Mediastinal tumors occur in the chest cavity, which contains the heart, large blood vessels, trachea (windpipe), thymus gland and connective tissues between the lungs. Chest wall masses in infants and children may be secondary tumors, or the result of a variety of other cancers that have spread. Primary mediastinal tumors include neuroblastomas and lymphomas.

The chest cavity is a common migration point for many secondary tumors. Liver, kidney, germ cell and other cancers may spread to the mediastinum, or the space between the sternum and the spine.

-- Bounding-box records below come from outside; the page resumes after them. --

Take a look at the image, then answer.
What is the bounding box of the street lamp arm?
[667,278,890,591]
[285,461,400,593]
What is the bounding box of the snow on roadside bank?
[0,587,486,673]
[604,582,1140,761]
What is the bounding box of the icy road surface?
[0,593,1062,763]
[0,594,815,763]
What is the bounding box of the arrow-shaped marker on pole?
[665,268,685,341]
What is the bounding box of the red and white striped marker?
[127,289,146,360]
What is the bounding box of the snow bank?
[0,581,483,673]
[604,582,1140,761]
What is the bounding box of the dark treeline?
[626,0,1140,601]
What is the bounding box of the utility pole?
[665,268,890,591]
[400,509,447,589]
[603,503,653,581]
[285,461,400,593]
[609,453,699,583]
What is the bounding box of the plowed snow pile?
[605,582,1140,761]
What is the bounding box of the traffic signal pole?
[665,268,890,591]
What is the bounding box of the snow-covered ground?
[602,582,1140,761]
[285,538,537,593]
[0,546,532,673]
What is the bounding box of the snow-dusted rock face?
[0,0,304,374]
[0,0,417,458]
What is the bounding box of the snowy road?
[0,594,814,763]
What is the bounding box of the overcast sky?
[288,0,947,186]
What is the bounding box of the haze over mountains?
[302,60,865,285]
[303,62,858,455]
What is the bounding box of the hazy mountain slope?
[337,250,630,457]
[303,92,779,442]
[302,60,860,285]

Cancers that originate in the chest wall are more rare, but are identified by the region affected.

  • The anterior region is the area from the sternum to the front of the heart. Tumors of the anterior mediastinum can include mediastinal germ cell tumors, mediastinal lymphangioma (benign growth on lymphatic vessels), and thymic cysts (benign tumors on the thymic gland). Lymphangiomas and thymic cysts are removed in surgery and have excellent recovery rates.
  • The middle mediastinal region includes the heart, aorta, trachea, bronchi and lymph nodes. The most common types of pediatric cancers in this region are lymphomas, Hodgkins and Non-Hodgkins lymphomas. Both are typically treated with radiation therapy and chemotherapy, but Non-Hodgkins lymphoma often requires a bone marrow transplant. There are dozens of types of specific Non-Hodgkins and Hodgkins lymphomas. The type and extent determines the treatment plan.
  • The posterior region involves the space behind the heart to the spinal column. The most common posterior mediastinal tumor is the neuroblastoma. Other posterior tumors are not typically observed in pediatric patients.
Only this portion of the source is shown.